Daily Life

Learning that other people’s success is not your failure

My 10-year high school reunion was on the weekend. I didn’t go – I’ve lived in a different city to the one I grew up in for the last four years, I know what everyone’s up to these days because I’m an expert Facebook stalker (please, someone endorse me for this skill on LinkedIn) and, most importantly, there probably wasn’t a Romy and Michele-style three-way dance routine featuring a teenage dweeb admirer turned dreamy millionaire, so really, what’s the point?

Last week, I saw photos of my high school crush, who I spent two tragic years trying to impress over MSN with pretentious conversations about Radiohead and poetry, getting married.

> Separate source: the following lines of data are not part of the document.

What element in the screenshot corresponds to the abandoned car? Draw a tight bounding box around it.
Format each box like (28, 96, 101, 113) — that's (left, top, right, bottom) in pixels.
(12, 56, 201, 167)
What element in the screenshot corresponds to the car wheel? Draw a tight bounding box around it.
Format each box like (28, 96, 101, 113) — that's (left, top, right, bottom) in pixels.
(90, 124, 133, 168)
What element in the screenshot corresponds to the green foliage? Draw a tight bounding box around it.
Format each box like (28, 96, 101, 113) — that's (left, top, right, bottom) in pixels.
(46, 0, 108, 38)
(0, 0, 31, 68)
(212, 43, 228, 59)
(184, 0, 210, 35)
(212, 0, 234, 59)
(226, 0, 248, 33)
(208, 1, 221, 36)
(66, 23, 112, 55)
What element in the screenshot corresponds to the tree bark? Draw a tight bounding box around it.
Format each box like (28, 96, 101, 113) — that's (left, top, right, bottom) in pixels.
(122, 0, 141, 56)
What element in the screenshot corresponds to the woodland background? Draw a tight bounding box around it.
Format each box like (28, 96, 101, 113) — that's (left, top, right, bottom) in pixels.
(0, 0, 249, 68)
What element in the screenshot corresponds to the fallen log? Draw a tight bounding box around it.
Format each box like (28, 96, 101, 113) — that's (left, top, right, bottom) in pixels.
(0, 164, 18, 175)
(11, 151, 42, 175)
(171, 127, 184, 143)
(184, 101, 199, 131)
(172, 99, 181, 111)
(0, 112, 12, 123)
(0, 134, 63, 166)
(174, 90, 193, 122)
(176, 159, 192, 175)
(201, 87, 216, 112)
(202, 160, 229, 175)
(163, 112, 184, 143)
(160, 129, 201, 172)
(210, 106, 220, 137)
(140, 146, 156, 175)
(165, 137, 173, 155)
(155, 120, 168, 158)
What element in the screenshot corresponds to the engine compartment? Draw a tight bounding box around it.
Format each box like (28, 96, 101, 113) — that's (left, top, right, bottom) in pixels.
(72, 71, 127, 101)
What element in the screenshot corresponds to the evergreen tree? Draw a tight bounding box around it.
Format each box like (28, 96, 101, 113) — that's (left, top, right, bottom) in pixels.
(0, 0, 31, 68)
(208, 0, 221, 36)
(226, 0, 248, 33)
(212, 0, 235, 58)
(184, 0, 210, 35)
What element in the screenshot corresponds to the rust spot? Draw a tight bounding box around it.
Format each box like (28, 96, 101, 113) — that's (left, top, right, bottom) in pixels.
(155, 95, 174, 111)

At 17, I thought that by 27 I’d have it pretty figured out. Long-term relationship, if not married. With kids. And a house. That I owned. Stable job (to afford the mortgage for the house that I owned). Maybe a book or two under my belt. Definitely a dog.

The reality? I often say jokingly (but not really) that I’m going through my quarter-life crisis. My life is pretty much the Friends theme song, if Friends was about a girl whose love life is less stable than the imaginary child of Bridget Jones and Taylor Swift. I don’t have kids or own property. I’ve only recently started working in a job I love after years of career uncertainty, and make a little extra on the side doing the freelance writing hustle. I’ve got 99 problems and mental health is definitely one. No dog, just a demonic cat I adopted on a whim after being unceremoniously dumped last year.

And honestly, I’ve never been happier.